= Mary Jane Evans =

Mary Jane Evans (3 February 1888 - 25 February 1922) was a Welsh teacher, preacher and actress, best known for her solo recitations and dramatic monologues.

==Biography==
She was born Mary Jane Francis at Godre'r Graig. Her mother was Mary Ann Francis (née Hutchings) and her father, Charles Francis, was the conductor of Ystalyfera's town band. As a girl, she won many competitions for recitation at local eisteddfodau, sometimes using the pseudonym "Llaethferch" ("milkmaid") because she delivered milk in her home district. She was sent to a private college in Carmarthen, run by Joseph Harry. After school she did some teaching, and was sent for a time to the Royal Academy of Music in order to improve her command of the English language, which was little used in her day-to-day life in Wales.
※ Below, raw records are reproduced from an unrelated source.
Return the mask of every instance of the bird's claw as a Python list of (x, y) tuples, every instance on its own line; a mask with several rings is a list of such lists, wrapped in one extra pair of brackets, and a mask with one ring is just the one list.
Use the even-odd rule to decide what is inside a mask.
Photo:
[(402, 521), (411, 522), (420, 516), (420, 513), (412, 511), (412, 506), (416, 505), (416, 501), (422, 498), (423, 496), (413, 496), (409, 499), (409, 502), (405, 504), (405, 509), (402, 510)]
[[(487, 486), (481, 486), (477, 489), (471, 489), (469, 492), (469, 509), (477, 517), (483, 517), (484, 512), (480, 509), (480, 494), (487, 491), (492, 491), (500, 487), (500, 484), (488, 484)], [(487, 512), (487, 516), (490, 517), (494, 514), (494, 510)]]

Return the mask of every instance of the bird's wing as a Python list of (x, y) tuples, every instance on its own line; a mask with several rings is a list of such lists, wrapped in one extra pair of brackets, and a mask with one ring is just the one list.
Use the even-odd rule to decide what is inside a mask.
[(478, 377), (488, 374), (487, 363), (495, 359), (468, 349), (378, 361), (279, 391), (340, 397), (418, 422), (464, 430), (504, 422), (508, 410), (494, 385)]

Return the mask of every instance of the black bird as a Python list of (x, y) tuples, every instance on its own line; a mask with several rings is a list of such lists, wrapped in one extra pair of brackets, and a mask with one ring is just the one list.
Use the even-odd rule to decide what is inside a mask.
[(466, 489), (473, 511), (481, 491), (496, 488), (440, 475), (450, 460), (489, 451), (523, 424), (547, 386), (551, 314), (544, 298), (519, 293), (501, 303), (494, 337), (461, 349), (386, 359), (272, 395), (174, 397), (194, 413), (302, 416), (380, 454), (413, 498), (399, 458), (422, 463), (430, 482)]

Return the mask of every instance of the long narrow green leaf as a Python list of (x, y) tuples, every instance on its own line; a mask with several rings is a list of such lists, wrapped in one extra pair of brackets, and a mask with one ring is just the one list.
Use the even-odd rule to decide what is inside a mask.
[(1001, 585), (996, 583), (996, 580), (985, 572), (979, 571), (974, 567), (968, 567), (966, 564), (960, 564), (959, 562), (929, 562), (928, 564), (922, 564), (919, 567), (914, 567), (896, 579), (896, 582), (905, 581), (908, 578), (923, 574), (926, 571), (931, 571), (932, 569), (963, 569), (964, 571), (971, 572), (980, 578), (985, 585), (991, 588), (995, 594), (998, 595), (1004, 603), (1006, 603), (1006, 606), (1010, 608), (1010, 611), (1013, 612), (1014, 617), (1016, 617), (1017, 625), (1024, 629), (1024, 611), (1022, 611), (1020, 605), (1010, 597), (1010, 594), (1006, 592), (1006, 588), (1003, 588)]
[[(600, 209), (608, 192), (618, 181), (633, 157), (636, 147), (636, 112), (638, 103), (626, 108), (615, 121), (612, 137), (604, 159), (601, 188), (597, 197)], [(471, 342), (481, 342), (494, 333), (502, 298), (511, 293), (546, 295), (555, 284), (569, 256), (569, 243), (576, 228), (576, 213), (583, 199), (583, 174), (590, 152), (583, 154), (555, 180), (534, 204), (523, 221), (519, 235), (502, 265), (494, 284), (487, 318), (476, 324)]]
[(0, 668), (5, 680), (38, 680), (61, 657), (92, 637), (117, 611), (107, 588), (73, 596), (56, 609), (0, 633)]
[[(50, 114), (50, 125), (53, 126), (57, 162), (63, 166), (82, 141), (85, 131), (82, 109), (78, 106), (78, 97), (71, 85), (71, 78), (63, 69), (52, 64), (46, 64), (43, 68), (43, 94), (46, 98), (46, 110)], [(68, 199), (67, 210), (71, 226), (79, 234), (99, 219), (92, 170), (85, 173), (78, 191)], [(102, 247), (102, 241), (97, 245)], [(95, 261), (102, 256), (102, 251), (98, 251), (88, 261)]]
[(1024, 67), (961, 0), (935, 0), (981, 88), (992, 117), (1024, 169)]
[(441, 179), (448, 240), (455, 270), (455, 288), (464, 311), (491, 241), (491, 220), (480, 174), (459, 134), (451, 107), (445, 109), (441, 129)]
She married a musician, William David Evans, in 1919, and they made their home at Maerdy in the Rhondda valley. Later in life she became an adjudicator at the National Eisteddfod. Her hectic schedule of personal appearances placed a strain on her fragile health, and she died at the age of 34. Her body was returned to Godre'r Graig for burial. A memoir of Mary Jane Evans, titled Llaethferch. Er Cof (in Welsh) was edited by Ben Davies, who had been the minister at her chapel, and was published at Ystalyfera in 1923.